Table 1. Comparison of clinical and coagulation features in patients with IMN and patients with MCD.

	IMN(n = 168)	MCD(n = 36)	p value
Sex(male, %)	106(63.1%)	17(47.2%)	0.077
Age(years)	51(37,57.75)	41.5(24,56)	0.018
Alb(g/L)	30.96 ± 7.18	24.1 ± 4.02	<0.001
SCR(mg/dL)	0.84(0.68,1.01)	0.84(0.7,1.03)	0.708
BUN(mg/dL)	14.9(12.06,18.57)	15.49(11.64,22.18)	0.491
UA(μmol/L)	373.99 ± 86.17	361.36 ± 112.07	0.452
TC(mmol/L)	6.87(5.55,8.69)	10.53(8.86,13.89)	<0.001
TG(mmol/L)	2.04(1.29,3.3)	2.47(1.64,3.67)	0.087
HDL(mmol/L)	1.24 ± 0.4	1.78 ± 0.57	<0.001
LDL(mmol/L)	3.95(2.63,5.2)	6.06(5.27,8.98)	<0.001
eGFR(mL/min/1.73m²)	101.5(82.25,115.75)	103(82.5,118.5)	0.871
Urinary protein (g/24h)	4.11(2.51,8.02)	8.91(5.99,16.2)	<0.001
PLT(×10^9/L)	250.66 ± 67.33	291.31 ± 76.62	0.002
HCT	0.42 ± 0.05	0.45 ± 0.04	0.017
Hb (g/L)	137.67 ± 18.01	148.50 ± 17.30	0.001
PT(s)	10.61 ± 0.72	10.73 ± 0.71	0.344
APTT(s)	24.95(23.6,26)	26.5(24.8,29.33)	<0.001
TT(s)	16.9(16.5,17.48)	17.6(16.93,18.1)	<0.001
Fib(g/L)	4.33(3.18,4.84)	5.96(4.95,6.89)	<0.001
D-dimer (mg/L)	0.1(0.1,0.2)	0.1(0.1,0.4)	0.155
R(min)	6.84 ± 1.33	7.45 ± 1.64	0.017
K(min)	1.3(1.2,1.7)	1.4(1.2,1.78)	0.584
CI	0.97 ± 1.58	0.82 ± 1.86	0.613
α-angle (°)	70.25(65.75,73.25)	70.6(66,72.83)	0.943
MA(mm)	69.33 ± 5.09	71.73 ± 4.36	0.009

IMN: idiopathic membranous nephropathy; MCD: minimal change disease; Alb: serum albumin; SCR: serum creatinine; BUN: blood urea nitrogen; UA: uric acid; TC: total cholesterol; TG: triacylglycerol; HDL: high-density lipoproteins; LDL: low-density lipoproteins; eGFR: estimated glomerular filtration rate; PLT: platelet count; HCT: hematocrit; Hb: hemoglobin; PT: prothrombin time; APTT: activated partial thromboplastin time; TT: thrombin time; Fib: fibrinogen.

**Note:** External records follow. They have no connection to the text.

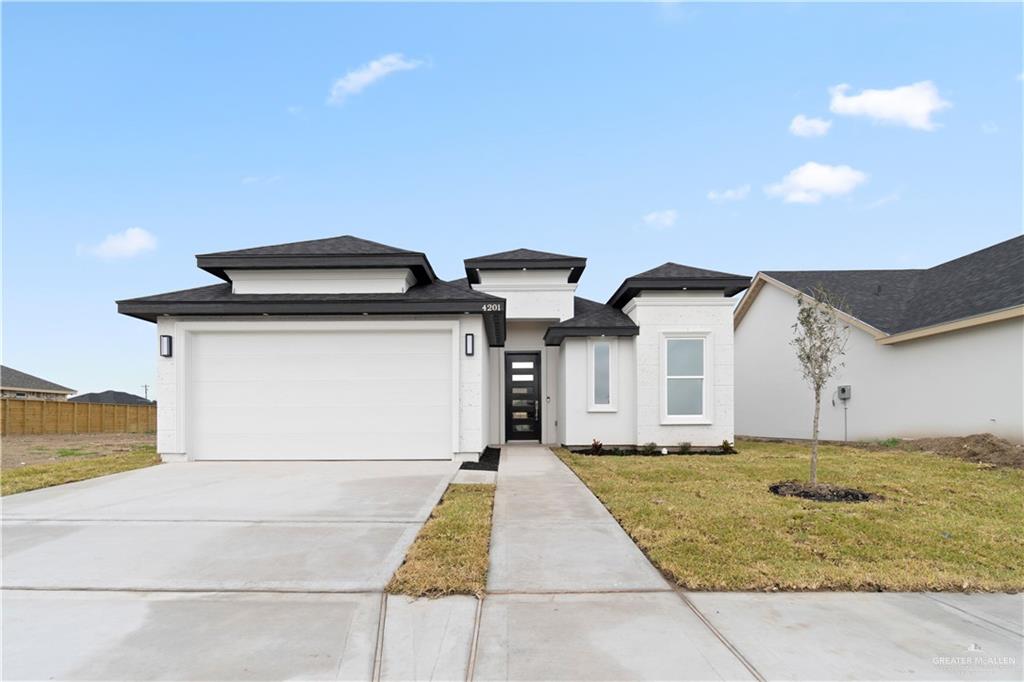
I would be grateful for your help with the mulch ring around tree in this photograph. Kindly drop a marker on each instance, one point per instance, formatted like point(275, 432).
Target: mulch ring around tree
point(821, 492)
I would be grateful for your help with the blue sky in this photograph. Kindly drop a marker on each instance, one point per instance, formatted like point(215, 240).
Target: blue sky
point(460, 130)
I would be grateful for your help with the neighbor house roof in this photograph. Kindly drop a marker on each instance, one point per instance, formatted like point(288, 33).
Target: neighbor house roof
point(437, 297)
point(344, 251)
point(12, 379)
point(977, 288)
point(112, 397)
point(591, 318)
point(524, 258)
point(673, 276)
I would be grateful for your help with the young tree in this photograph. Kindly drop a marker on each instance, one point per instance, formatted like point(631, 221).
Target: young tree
point(819, 339)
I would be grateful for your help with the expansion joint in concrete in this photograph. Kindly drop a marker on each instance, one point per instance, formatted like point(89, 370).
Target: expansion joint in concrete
point(715, 631)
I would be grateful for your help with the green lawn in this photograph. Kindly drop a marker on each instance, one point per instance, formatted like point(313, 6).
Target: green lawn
point(451, 554)
point(709, 522)
point(54, 473)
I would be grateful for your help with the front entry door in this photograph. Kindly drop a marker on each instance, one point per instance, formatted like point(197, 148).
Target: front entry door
point(522, 396)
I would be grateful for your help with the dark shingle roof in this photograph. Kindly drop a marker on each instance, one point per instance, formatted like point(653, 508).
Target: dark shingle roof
point(517, 258)
point(112, 397)
point(11, 378)
point(340, 252)
point(221, 293)
point(345, 245)
point(877, 297)
point(895, 301)
point(437, 297)
point(591, 318)
point(521, 254)
point(673, 276)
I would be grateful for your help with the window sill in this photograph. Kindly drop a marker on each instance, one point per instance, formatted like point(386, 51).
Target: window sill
point(686, 421)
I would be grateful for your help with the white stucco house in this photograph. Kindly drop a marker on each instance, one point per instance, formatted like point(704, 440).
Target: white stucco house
point(344, 348)
point(932, 352)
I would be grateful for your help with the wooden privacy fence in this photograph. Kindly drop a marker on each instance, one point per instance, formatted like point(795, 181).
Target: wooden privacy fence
point(25, 417)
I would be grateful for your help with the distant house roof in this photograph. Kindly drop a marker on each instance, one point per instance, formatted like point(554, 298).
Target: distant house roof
point(673, 276)
point(437, 297)
point(344, 251)
point(111, 397)
point(12, 379)
point(902, 301)
point(591, 318)
point(524, 258)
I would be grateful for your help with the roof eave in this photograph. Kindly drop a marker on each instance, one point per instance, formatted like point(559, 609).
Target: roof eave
point(216, 264)
point(494, 320)
point(474, 266)
point(633, 286)
point(555, 335)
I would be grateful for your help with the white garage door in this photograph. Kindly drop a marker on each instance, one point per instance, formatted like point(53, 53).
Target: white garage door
point(321, 395)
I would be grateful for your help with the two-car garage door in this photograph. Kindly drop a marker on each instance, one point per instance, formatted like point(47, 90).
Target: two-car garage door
point(320, 394)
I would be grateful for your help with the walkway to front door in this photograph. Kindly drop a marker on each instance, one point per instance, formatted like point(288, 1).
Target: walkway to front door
point(522, 396)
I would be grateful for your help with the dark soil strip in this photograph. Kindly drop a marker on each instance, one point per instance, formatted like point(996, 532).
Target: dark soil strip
point(821, 492)
point(488, 461)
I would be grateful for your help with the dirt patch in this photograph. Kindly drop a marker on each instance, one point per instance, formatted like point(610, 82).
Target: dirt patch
point(821, 492)
point(23, 450)
point(978, 448)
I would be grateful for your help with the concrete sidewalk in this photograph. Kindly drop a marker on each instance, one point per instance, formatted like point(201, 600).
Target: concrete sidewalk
point(570, 597)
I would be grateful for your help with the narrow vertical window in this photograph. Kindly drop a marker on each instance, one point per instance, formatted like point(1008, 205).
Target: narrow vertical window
point(602, 373)
point(684, 377)
point(602, 368)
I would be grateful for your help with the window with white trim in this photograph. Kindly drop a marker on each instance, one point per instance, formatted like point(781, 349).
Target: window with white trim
point(603, 374)
point(685, 387)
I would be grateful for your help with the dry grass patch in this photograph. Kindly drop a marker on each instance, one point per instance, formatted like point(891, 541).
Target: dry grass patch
point(451, 554)
point(710, 522)
point(34, 476)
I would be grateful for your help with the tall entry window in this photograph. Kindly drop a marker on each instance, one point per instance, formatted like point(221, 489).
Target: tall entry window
point(602, 363)
point(522, 396)
point(685, 377)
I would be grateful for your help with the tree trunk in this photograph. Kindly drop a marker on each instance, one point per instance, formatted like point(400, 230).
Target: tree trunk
point(814, 438)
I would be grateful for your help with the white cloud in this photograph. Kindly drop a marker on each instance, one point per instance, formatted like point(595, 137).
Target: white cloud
point(733, 195)
point(124, 245)
point(662, 219)
point(910, 105)
point(813, 181)
point(883, 201)
point(803, 126)
point(358, 79)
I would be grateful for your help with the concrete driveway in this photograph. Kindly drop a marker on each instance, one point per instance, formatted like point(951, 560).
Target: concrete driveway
point(209, 570)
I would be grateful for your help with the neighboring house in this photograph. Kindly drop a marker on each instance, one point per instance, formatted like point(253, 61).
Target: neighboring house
point(343, 348)
point(111, 397)
point(15, 384)
point(932, 352)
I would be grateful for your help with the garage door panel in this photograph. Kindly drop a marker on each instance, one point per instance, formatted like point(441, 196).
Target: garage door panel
point(312, 394)
point(356, 446)
point(332, 367)
point(317, 420)
point(325, 392)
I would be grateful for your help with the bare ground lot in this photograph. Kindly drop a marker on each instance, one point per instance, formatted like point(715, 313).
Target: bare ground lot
point(19, 451)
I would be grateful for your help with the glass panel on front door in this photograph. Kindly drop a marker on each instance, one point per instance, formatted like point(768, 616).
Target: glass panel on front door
point(522, 396)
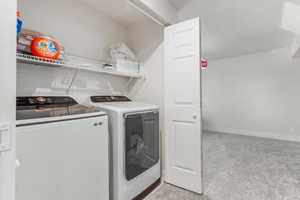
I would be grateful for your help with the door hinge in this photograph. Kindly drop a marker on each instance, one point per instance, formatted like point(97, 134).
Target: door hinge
point(5, 137)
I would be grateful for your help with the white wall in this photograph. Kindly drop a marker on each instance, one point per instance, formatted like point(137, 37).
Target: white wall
point(81, 29)
point(8, 93)
point(256, 94)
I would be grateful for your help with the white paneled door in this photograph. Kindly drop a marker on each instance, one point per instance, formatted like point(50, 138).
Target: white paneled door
point(183, 105)
point(7, 97)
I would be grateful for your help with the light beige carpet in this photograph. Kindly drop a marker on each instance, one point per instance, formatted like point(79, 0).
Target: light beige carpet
point(244, 168)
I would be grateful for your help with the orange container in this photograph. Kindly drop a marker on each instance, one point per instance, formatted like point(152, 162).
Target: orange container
point(45, 48)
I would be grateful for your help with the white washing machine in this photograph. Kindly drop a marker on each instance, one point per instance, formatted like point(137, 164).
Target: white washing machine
point(62, 150)
point(135, 145)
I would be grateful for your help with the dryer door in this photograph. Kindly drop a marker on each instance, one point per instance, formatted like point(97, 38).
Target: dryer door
point(142, 143)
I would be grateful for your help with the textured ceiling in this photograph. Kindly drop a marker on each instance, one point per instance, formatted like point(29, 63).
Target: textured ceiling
point(237, 27)
point(179, 3)
point(120, 10)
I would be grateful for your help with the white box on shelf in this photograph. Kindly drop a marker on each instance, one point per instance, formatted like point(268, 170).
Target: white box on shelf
point(127, 66)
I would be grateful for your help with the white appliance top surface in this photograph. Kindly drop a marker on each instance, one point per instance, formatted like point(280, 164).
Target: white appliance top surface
point(58, 119)
point(126, 106)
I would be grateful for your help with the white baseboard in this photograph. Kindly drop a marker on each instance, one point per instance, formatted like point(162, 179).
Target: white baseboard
point(271, 135)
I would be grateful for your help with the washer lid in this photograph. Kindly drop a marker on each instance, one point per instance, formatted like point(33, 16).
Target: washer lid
point(47, 107)
point(126, 106)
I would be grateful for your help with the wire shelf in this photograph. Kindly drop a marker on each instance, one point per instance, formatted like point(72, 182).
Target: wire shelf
point(74, 63)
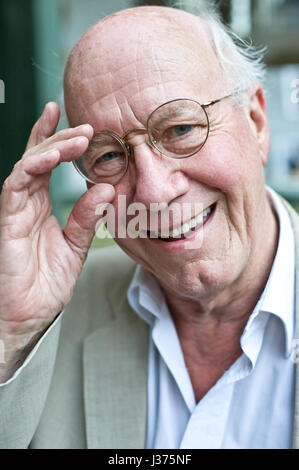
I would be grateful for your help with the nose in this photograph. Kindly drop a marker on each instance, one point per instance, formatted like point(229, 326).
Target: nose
point(156, 178)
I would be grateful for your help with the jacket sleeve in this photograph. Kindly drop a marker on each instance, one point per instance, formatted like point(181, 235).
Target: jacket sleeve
point(23, 396)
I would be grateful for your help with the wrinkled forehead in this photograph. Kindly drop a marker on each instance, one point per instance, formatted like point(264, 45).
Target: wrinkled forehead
point(125, 67)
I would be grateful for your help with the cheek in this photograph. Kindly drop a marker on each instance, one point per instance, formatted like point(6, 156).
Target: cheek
point(224, 163)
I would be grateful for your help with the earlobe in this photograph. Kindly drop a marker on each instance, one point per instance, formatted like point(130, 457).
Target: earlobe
point(259, 121)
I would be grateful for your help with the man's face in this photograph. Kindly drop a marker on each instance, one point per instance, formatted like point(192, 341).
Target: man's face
point(118, 92)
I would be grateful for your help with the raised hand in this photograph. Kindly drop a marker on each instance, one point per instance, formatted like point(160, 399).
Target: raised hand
point(40, 262)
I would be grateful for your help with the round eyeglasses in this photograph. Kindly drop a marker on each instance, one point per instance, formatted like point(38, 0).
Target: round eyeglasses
point(177, 129)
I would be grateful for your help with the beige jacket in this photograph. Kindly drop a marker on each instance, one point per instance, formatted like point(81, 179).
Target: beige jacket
point(95, 396)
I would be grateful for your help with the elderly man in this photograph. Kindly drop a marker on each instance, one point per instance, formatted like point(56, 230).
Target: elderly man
point(193, 347)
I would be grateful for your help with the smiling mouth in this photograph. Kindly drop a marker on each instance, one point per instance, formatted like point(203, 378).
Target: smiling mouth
point(186, 229)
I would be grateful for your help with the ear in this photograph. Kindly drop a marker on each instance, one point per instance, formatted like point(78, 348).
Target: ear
point(258, 120)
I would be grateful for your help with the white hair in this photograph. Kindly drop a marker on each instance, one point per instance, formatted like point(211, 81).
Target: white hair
point(241, 62)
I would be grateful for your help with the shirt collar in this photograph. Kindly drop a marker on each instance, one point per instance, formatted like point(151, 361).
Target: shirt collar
point(278, 297)
point(146, 297)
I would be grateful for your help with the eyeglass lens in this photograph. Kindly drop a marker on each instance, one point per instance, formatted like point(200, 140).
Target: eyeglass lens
point(177, 129)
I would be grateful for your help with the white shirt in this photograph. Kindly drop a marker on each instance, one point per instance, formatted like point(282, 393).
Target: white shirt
point(252, 404)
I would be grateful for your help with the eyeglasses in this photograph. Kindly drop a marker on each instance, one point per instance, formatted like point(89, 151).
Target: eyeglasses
point(177, 129)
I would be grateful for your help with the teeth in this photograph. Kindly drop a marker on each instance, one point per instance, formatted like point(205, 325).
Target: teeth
point(187, 226)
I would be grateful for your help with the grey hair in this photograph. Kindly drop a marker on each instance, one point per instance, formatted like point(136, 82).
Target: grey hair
point(241, 62)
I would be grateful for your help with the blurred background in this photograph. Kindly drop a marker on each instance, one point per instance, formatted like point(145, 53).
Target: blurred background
point(36, 37)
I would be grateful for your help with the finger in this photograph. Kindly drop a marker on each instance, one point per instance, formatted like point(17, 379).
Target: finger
point(45, 125)
point(80, 227)
point(84, 130)
point(21, 184)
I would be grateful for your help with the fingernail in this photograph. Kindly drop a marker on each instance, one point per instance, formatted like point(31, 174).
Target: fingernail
point(50, 152)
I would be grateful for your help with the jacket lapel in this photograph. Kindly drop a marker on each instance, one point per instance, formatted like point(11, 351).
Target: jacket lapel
point(115, 379)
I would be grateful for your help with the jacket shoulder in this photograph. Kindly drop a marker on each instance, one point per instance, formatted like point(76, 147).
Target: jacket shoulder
point(90, 306)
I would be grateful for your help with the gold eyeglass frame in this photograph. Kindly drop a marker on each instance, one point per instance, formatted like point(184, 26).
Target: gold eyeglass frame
point(151, 141)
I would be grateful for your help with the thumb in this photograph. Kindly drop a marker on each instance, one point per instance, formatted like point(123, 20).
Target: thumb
point(80, 228)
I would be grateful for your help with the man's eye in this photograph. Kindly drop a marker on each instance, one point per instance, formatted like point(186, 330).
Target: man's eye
point(177, 131)
point(107, 157)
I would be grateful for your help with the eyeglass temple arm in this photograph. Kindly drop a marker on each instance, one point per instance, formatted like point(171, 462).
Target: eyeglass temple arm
point(236, 92)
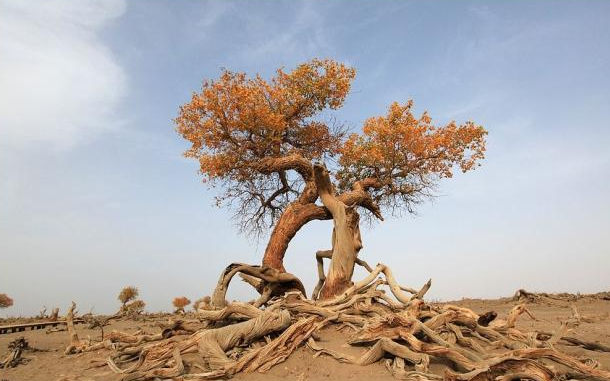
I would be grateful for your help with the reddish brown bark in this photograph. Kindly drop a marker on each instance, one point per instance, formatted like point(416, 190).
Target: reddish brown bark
point(298, 214)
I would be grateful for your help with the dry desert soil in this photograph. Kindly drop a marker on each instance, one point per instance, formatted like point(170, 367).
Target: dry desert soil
point(50, 364)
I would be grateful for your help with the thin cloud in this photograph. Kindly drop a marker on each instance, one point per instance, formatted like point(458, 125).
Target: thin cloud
point(60, 83)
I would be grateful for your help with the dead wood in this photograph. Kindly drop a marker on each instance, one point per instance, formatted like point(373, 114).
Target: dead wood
point(276, 282)
point(16, 348)
point(245, 337)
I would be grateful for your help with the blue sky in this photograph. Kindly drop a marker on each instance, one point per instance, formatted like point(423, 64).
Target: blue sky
point(94, 193)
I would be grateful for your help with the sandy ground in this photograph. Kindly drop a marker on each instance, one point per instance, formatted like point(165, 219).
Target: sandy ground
point(53, 365)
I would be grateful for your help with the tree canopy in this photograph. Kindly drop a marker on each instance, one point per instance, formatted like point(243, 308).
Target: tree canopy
point(258, 139)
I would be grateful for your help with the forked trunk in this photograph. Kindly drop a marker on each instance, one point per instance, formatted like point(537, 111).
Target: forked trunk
point(291, 221)
point(346, 237)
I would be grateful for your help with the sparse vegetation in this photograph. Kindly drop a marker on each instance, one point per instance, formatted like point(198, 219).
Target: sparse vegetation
point(128, 294)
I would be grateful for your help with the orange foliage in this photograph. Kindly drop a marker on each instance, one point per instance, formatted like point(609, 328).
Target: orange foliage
point(181, 302)
point(235, 120)
point(259, 138)
point(404, 155)
point(5, 301)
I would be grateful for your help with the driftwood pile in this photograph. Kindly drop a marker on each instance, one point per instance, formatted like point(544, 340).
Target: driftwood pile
point(397, 327)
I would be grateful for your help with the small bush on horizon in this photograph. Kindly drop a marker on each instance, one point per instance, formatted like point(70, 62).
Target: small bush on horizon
point(128, 294)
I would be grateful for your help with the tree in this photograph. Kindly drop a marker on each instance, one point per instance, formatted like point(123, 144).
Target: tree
point(180, 302)
point(260, 140)
point(5, 301)
point(128, 294)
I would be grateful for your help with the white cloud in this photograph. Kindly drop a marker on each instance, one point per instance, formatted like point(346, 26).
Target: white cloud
point(59, 83)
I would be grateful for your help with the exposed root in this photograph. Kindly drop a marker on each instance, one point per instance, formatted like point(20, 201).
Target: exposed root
point(240, 337)
point(16, 348)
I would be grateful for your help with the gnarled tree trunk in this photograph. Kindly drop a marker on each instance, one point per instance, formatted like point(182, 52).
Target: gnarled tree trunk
point(304, 210)
point(346, 241)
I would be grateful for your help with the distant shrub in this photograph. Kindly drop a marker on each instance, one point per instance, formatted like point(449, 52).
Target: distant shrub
point(128, 294)
point(5, 301)
point(135, 307)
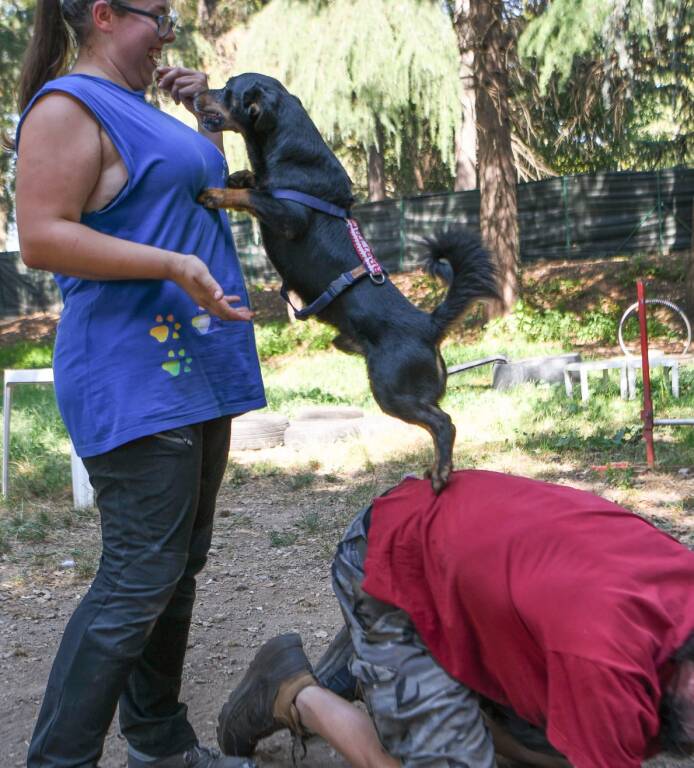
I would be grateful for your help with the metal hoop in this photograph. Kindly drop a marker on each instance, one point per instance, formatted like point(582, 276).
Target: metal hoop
point(662, 302)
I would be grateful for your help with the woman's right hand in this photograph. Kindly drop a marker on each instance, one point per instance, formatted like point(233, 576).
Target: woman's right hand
point(192, 274)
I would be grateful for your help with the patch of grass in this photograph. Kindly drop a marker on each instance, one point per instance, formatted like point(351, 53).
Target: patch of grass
point(86, 562)
point(301, 480)
point(619, 477)
point(27, 354)
point(237, 474)
point(309, 522)
point(280, 399)
point(274, 339)
point(29, 528)
point(279, 539)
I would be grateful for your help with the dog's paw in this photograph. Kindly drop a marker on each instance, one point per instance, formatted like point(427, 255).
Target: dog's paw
point(212, 198)
point(241, 180)
point(439, 476)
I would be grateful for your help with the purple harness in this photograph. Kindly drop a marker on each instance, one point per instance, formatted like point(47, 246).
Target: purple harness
point(369, 264)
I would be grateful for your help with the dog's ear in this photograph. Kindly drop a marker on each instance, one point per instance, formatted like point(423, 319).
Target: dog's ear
point(261, 106)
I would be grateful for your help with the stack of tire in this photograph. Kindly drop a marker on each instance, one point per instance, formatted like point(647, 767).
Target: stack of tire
point(326, 424)
point(323, 424)
point(254, 430)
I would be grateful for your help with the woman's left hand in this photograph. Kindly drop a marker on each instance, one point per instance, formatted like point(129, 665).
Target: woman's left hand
point(182, 84)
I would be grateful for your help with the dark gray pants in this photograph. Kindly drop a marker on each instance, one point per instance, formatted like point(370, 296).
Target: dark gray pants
point(126, 642)
point(422, 715)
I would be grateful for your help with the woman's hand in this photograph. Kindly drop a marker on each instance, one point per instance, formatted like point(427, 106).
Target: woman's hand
point(182, 84)
point(195, 278)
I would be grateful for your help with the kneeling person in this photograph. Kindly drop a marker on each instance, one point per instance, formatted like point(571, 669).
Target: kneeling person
point(561, 613)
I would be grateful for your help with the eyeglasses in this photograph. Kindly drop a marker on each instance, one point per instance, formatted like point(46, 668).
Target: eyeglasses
point(166, 23)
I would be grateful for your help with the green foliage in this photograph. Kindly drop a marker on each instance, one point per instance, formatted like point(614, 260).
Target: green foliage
point(566, 29)
point(533, 324)
point(615, 83)
point(360, 67)
point(27, 354)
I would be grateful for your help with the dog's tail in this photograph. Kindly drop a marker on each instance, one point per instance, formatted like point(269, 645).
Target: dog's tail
point(458, 258)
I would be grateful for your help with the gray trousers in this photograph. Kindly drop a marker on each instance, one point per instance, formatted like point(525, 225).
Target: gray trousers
point(423, 716)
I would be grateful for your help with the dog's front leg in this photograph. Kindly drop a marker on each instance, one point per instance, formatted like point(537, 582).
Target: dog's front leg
point(288, 218)
point(241, 180)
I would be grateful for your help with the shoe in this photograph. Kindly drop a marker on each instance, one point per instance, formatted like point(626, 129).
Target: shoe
point(263, 702)
point(197, 757)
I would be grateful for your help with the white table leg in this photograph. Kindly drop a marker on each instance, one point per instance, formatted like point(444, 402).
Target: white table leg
point(623, 383)
point(568, 384)
point(675, 378)
point(584, 385)
point(6, 395)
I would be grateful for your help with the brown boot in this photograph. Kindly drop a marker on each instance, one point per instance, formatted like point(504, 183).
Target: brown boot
point(264, 700)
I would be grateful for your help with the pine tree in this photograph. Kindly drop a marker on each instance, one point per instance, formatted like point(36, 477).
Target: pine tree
point(366, 71)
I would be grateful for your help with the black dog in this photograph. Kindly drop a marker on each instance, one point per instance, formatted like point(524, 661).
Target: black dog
point(310, 249)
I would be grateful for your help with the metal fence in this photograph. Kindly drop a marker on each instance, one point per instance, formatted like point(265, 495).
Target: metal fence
point(569, 217)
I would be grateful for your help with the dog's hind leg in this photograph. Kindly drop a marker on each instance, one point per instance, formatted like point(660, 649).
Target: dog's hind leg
point(408, 379)
point(437, 423)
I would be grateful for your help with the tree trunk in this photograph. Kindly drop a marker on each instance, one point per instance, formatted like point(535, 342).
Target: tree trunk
point(466, 135)
point(497, 171)
point(376, 168)
point(689, 277)
point(4, 220)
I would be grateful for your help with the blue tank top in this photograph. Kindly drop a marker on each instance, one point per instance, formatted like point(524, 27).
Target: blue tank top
point(135, 357)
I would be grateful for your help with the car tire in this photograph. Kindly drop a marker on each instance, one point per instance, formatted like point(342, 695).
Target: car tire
point(327, 413)
point(253, 431)
point(301, 433)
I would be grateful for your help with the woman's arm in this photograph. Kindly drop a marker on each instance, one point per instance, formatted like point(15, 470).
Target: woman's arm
point(58, 165)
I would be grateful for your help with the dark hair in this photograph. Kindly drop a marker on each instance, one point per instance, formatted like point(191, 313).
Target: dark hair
point(673, 735)
point(59, 28)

Comparison of clinical and coagulation features between IMN patients with GAg + and GAg-

To evaluate the relationship between podocyte antigen and the hypercoagulable state in patients diagnosed with IMN. The patients were categorized based on their glomerular PLA2R staining results: those with positive staining (GAg+) consisted of 139 patients, as depicted in Figure 1; and those with negative staining (GAg-) included 29 patients. Patients in the GAg + group had lower serum albumin (30.2 g/L vs 34.6 g/L, p = 0.03) than patients in the GAg- group. In addition, there were no statistical differences in gender, age, 24h urine protein, PLT, serum creatinine, and eGFR between the two groups (Table 2). Patients in the GAg + group had lower PT (10.5s vs 11.1s, p < 0.001), APTT (24.7s vs 26.2s, p < 0.001) and R time (6.7 min vs 7.3 min, p = 0.03) than GAg- group, and the CI (1.1 vs 0.4, p = 0.03) was higher in the GAg + group than GAg- group.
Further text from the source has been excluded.